Günümüzde yaygın suç ve suçluluk, sanayi ve teknolojide dünyada meydana gelen baş döndürücü gelişmelerden sonra, yalnızca bir ülkenin sorunu değil tüm dünyayı etkileyen küresel bir olgu haline gelmiştir. İnsan ve ulaşım vasıtaları hareketlerindeki inanılmaz artış, yasa uygulayıcıları beklemedikleri bir meydan okuma ile karşı karşıya bırakmıştır. Bu durum, suç ve suçlulukla mücadelede küresel boyutun öne çıkmasına ve özellikle adlî alanda uluslararası işbirliğine duyulan ihtiyacın daha güçlü bir şekilde dünya kamuoyu tarafından paylaşılmasına neden olmuştur. Diğer bir ifade ile bu küresel olgu ile mücadelede, küresel bir bakış açısına ihtiyaç duyulmuş olup, bu noktada ortaya çıkan işbirliği ihtiyacından yola çıkan uluslararası toplum, işbirliğine zemin oluşturacak bölgesel ve küresel araçlar oluşturma yoluna gitmiştir.

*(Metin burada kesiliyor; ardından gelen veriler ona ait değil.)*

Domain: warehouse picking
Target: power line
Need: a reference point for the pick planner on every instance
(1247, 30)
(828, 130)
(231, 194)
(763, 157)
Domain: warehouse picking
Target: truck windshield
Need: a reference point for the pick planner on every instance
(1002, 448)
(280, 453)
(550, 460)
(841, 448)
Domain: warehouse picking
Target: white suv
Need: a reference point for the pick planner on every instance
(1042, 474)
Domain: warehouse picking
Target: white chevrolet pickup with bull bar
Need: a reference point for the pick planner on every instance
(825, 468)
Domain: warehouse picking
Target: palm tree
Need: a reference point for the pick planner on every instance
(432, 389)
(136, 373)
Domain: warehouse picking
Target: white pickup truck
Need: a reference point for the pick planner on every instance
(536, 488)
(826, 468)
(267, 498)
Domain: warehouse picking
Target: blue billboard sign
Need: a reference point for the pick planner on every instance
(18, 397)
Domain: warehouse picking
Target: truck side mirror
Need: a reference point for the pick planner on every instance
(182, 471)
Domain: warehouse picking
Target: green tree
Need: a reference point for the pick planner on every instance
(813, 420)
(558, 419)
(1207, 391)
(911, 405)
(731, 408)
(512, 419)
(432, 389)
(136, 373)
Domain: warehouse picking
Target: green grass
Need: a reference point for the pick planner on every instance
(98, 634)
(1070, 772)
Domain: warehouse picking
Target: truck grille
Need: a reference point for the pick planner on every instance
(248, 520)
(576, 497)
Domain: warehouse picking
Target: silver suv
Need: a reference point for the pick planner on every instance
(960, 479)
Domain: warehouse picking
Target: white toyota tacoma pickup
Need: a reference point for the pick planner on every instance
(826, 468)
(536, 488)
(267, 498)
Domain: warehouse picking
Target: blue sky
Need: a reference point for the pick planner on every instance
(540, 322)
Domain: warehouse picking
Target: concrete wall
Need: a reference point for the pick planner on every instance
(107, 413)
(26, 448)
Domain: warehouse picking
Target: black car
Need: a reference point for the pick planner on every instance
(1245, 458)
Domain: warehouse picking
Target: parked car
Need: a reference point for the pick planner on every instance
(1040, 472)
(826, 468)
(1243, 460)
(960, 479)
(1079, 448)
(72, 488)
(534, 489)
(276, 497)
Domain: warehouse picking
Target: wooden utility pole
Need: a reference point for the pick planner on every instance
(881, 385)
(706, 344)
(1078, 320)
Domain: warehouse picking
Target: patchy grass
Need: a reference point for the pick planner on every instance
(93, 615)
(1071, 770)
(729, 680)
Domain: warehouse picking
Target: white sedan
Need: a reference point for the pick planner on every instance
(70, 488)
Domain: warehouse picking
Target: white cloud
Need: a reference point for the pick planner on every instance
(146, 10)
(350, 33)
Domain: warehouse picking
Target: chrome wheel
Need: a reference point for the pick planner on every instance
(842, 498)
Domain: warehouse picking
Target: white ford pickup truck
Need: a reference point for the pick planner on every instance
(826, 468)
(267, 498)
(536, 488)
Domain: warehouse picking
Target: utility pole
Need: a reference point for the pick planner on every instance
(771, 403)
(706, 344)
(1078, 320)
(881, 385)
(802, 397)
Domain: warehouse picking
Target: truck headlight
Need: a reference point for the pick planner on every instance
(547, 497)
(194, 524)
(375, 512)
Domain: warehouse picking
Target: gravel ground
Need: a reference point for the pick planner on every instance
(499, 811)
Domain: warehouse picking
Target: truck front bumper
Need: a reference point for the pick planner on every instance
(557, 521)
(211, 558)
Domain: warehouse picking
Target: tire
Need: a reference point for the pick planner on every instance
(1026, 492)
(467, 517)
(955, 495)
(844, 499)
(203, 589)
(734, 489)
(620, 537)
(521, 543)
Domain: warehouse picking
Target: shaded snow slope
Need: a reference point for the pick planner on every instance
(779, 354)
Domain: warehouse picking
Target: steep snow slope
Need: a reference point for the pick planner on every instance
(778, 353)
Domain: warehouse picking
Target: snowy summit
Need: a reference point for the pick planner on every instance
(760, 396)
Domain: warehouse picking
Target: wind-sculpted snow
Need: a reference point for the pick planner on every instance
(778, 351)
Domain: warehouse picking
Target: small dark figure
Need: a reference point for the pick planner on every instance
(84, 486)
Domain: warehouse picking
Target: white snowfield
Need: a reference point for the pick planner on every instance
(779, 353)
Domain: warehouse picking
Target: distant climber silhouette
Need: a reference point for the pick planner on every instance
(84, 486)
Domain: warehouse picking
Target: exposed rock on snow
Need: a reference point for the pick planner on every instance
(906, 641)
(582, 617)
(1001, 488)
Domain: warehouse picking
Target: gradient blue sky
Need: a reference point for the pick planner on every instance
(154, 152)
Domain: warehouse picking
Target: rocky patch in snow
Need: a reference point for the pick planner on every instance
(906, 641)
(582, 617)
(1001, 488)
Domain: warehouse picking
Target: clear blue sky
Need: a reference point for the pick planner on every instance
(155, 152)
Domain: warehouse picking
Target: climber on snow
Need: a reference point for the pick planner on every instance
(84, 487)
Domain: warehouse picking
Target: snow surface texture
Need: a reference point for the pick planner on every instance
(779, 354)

II. Dünya Savaşının hemen ertesinde, bölgesinde İnsan Haklarına Dayalı Avrupa Kamu Düzeni oluşturma gayesini çıkış noktası alarak 10 kurucu üye ülke tarafından 1949 tarihinde imzalanan Londra Anlaşması ile kurulan ve Türkiye’nin de üyesi olduğu Avrupa Konseyi, bünyesinde ürettiği yüzlerce anlaşma arasında, ülkeler arasında cezai alanda uluslararası adlî işbirliğine hukukî zemin teşkil edecek çok taraflı anlaşmalara da yer vermiştir. Türkiye, Avrupa Konseyi bünyesinde hazırlanan bu sözleşmelerin bir çoğuna taraf olmuş ve bu alanda –insan haklarına dayalı suç ve suçlulukla mücadele– adlı uluslararası kamu düzeninin oluşmasına katkıda bulunma iradesini ortaya koymuştur. Diğer taraftan, Türk hukukunda, Almanya, Avusturya gibi bazı Avrupa ülkelerinin aksine, Türkiye’nin uluslararası adlî işbirliği esas ve usullerini iç hukukta derli toplu olarak düzenleyen müstakil bir Adlî Yardımlaşma Kanunu bulunmamaktadır. Doktrinde ve uygulamacılar tarafından zaman zaman bu alanda müstakil bir yasa ihtiyacı ve temennileri dile getirilse de, bugüne değin bu görüşlere iltifat edilerek belirtilen türde bir yasal düzenlemeye gidilmemiş bulunmaktadır.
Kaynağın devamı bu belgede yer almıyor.